Seventy-four per cent of respondents in the Lowy Poll who were aged 60 or older thought democracy was preferable to anything, compared with the 39 per cent of young people who thought the same thing. In the IPA poll only 11 per cent of respondents aged 50 or more thought government should regulate opinions in newspapers, which means young people are three times more likely than older people to believe in government censorship.
The line, supposedly from Winston Churchill, that “if you are young and not liberal, then you have no heart; but if you are old and not conservative, then you have no brain”, is funny, but not necessarily true. The evidence is unclear whether people’s attitudes actually do change as they get older and get a job and a mortgage.
There is an alternative explanation for all of this. Which is that these poll outcomes are not just what’s to be expected – they are in fact exactly the outcomes intended to be produced by our education system.
Put simply, students in schools and universities are taught that the ideal of democracy is but one value among many other values, and it is neither better nor worse than the alternatives.
The new national curriculum to be taught to every school student in Australia says very little about democracy and free speech. The priorities of the curriculum are that students understand Aboriginal and Torres Strait Islander history and culture, Asia, and sustainability.
The claims that whether democracy is a good thing or not depends on the context, and that democracy can be sacrificed to achieve other objectives, are widespread.
New York Times columnist and best-selling author Thomas Friedman famously said back in 2009: “One-party autocracy certainly has its drawbacks. But when it is led by a reasonably enlightened group of people, as China is today, it can also have great advantages . . . Our [America’s] one-party democracy is worse.”
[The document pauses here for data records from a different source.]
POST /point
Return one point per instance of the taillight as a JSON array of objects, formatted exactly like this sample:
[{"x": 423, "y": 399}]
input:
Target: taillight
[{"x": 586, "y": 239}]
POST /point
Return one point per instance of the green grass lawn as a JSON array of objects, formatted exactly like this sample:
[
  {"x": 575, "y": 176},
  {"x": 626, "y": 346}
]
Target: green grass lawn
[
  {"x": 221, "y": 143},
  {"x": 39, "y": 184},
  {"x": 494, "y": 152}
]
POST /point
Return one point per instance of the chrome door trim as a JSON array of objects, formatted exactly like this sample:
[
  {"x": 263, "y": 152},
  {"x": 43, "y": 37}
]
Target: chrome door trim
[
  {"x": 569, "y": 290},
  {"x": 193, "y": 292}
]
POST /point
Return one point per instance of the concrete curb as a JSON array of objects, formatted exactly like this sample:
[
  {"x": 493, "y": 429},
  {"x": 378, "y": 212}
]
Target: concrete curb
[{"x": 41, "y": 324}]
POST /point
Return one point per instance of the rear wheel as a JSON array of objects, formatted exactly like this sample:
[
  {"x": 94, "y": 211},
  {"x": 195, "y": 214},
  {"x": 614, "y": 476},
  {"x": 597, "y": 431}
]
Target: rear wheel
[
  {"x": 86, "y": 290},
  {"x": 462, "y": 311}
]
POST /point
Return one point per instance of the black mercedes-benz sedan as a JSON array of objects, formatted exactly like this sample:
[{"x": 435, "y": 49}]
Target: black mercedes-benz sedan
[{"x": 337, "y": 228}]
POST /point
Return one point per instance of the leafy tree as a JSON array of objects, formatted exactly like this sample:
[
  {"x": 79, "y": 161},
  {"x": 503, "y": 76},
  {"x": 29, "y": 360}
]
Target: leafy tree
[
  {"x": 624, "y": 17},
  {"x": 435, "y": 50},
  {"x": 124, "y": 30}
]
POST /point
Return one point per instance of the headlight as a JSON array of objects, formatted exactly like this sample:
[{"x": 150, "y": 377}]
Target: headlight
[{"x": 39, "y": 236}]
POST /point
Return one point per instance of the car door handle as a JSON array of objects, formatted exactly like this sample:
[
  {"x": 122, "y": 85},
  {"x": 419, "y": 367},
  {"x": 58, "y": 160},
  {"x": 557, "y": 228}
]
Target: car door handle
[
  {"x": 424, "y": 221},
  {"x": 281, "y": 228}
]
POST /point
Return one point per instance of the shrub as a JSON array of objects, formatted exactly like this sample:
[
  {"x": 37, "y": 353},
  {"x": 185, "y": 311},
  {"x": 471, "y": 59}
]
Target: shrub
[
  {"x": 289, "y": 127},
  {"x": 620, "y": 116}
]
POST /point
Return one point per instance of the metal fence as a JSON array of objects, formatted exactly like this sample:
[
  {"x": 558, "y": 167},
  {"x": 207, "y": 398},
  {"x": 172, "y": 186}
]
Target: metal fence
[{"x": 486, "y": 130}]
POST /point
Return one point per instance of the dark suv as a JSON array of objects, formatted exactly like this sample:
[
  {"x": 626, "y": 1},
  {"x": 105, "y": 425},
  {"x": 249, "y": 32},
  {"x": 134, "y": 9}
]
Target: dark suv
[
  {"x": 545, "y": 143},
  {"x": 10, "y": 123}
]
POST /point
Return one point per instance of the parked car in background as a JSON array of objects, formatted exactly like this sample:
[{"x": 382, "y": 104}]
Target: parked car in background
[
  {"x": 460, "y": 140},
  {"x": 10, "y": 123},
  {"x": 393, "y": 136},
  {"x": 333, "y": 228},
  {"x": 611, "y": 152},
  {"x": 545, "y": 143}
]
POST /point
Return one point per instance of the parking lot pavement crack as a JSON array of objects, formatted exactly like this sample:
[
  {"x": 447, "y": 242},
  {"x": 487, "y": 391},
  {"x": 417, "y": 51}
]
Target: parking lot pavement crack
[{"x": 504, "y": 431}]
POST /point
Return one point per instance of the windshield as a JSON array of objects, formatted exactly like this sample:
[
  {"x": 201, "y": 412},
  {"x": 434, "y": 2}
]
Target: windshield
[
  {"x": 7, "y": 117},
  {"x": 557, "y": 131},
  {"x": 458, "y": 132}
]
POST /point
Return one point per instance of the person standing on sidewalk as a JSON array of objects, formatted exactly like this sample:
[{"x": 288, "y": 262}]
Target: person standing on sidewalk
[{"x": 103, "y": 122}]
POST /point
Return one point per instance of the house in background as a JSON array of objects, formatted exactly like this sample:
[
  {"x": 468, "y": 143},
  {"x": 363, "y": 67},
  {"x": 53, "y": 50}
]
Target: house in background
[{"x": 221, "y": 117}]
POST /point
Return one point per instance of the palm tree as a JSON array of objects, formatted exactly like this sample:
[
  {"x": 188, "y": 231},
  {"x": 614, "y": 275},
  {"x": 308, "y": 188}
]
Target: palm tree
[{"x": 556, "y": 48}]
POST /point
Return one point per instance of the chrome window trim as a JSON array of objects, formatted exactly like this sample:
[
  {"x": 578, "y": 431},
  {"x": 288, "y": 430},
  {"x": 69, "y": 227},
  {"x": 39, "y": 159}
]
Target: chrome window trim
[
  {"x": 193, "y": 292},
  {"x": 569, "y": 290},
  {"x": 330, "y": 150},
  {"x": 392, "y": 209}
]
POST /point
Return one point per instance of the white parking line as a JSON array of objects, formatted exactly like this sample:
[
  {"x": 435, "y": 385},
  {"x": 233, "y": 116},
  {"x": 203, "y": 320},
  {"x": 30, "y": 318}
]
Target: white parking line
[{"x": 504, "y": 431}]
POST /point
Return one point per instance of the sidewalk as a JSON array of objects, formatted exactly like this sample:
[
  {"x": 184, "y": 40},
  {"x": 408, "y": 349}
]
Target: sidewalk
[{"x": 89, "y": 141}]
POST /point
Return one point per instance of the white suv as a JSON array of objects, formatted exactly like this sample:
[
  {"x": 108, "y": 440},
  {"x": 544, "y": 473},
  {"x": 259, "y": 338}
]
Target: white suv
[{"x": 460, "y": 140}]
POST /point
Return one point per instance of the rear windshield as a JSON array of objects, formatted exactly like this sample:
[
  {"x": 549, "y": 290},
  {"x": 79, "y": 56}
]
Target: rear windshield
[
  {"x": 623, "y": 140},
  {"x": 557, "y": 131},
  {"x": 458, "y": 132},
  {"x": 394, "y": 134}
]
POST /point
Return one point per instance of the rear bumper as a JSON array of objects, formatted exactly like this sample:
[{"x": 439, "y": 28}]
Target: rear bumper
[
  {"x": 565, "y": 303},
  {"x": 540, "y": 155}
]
The anniversary of Tiananmen Square was a few days ago.
The classic example of such thinking is the old chestnut: “Well, Cuba might not be a democracy but at least it’s got good health services . . .”
A professor at an Australian university wrote almost exactly this about Cuba in The Age a few months ago. Another Australian academic is renowned for recommending democracy be suspended so we can deal with climate change.
If these are the sorts of things students are being told by their teachers, it’s no surprise that young people would prefer Fidel Castro’s hospitals to democracy and free speech.